TIJUANA, OCTUBRE 10, 2018.- Para los jueces el desvío de fondos millonarios en la institución Centro de Estudios Científicos y Tecnológicos de Baja California CECYTEBC no tiene lugar.

La demanda por 55 millones de pesos fue presentada por el gobierno de Baja California, en lo que representraría la primer vez que esta institución habría sido manchada en su reputación, e en el ámbito del manejo de recursos financieros públicos.

Para el Poder Judicial de la Federación y el Tribunal Contencioso Administrativo no se logró probar tal desvío de dinero ni para el caso “pecualdo”.

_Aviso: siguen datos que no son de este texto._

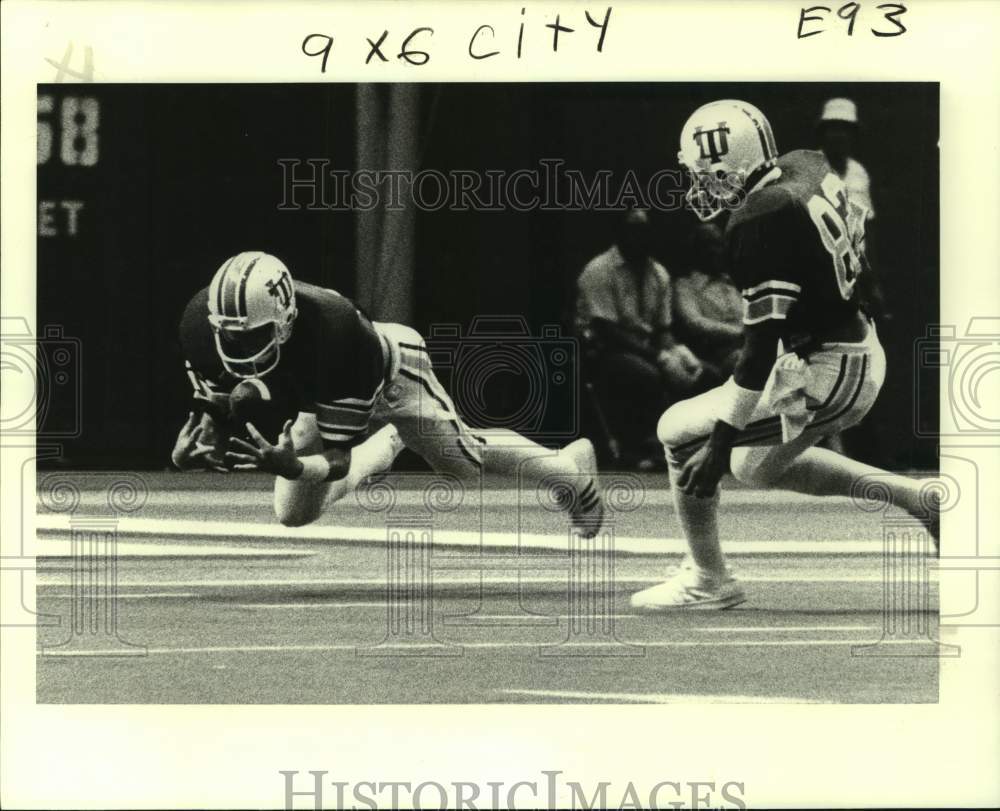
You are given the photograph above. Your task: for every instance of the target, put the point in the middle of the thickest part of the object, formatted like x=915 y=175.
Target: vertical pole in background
x=388 y=139
x=369 y=156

Cabe mencionar que la denuncia es vieja todavez que en marzo del 2009 el gobierno de Baja California advirtió un faltante y señaló a seis servidores públicos a los que acusó abiertamente de daño patrimonial.

Este asunto judicial que involucró a seis, como hemos comentado en esta nota informativa, se encuentra en el Juzgado Quinto de lo Penal.

Como esta nota se centra en la consecuencia jurídica de la resolución agregaremos que cinco han sido absueltos ya penalmente y curiosamente sólo el del exdirector Juan Carlos Jiménez Payán se mantiene en proceso.

Esto es más que ocioso puesto que las mismas pruebas que esgrimieron los cuatro exhonerados son las mismas que ha presentado este último inculpado.

Pero lo más sorprendente es que mientras que Jiménez Payán sigue en proceso; en contraste, los cuatro referidos ganaron incluso la reinstalación en sus puestos y se ordenó regresaran a sus antiguos puestos de trabajo.

De igual forma, al valorarse las pruebas exhibidas por la de Dirección de Auditoría Gubernamental fue determinado que estas pruebas eran inconsistentes para emitir incluso una sentencia o una sanción administrativa.

Es importante señalar que el director de Auditoría Gubernamental José María Armendáriz en su momento acusó no solo al director general del CECYTEBC, José Carlos Jiménez Payán, sino a la directora de Administración y Finanzas Josefa Morales González, al director de Planeación e Infraestructura Mario Antonio Rivas Rangel, a la jefa de Recursos Humanos Bhavany del Carmen Aguirre Ponce, al jefe de Adquisiciones y Servicios Bernardo Ibarrola Zazueta y al jefe de Recursos Financieros Juan Francisco Torres Ávalos, este último ya fallecido (qepd).

Fue en la administración de José Guadalupe Osuna Millán cuando se acusó que había un daño patrimonial por unos 55 millones de pesos por lo que inició procedimientos sancionatorios por desvío de recursos públicos y dio vista a la Procuraduría General de Justicia de Baja California por la presunción de delitos: peculado, enriquecimiento ilícito y uso de facturas apócrifas.

Los tribunales administrativos y penales determinaron la inocencia de los involucrados por desvanecimiento de pruebas por lo que sus expedientes fueron destruidos.

En otras palabras, la auditoría gubernamental de la Contraloría del Estado nunca presentó pruebas fehacientes del desvío de recursos publicos y, por ende, de peculado.

En un litigio la valoración de pruebas implica la absolución de toda culpa del imputado y se infiere que las acusaciones fueron infundadas para comprobar su responsabilidad en algún ilícito. En el ámbito administrativo existe una figura similar: pruebas insuficientes.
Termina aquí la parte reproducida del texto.